Martin Eriksen is a researcher at IFAE-PIC and group leader of the "Applied AI" research group. In 2009, Martin Eriksen graduated with a degree in theoretical physics from the Norwegian University of Science and Technology (NTNU). Following that, he pursued his PhD in observational cosmology at Universitat Autònoma de Barcelona (UAB). From 2013 to 2016, he worked as a postdoctoral researcher at Leiden Sterrewacht in the Netherlands. Afterwards, he returned to Barcelona, joining the Institut de Física d'Altes Energies (IFAE) and contributing to the Port d’Informació Científica (PIC) data centre.

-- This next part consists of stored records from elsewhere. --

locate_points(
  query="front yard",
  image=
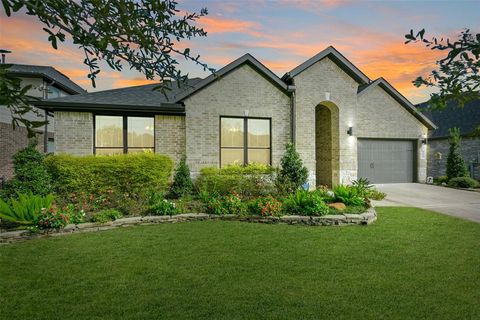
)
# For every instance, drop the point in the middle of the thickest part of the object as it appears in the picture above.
(410, 264)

His research focuses on observational cosmology, with a particular emphasis on understanding dark energy and the accelerated expansion of the universe. His work spans theoretical calculations, data analysis, and the application of machine learning and artificial intelligence (AI). Eriksen has made significant contributions to projects like the Physics of the Accelerated Universe Survey (PAUS) and the Euclid survey. Beyond astronomy, the “Applied AI” groups investigations extend to interdisciplinary collaborations, engaging in quantum computing and material science through initiatives like Quantum Spain and In-CAEM. Furthermore, he is involved in bioimage analysis from a joint project with the Institute of Photonic Science (ICFO) and Vall d’Hebron Research Center (VHIR).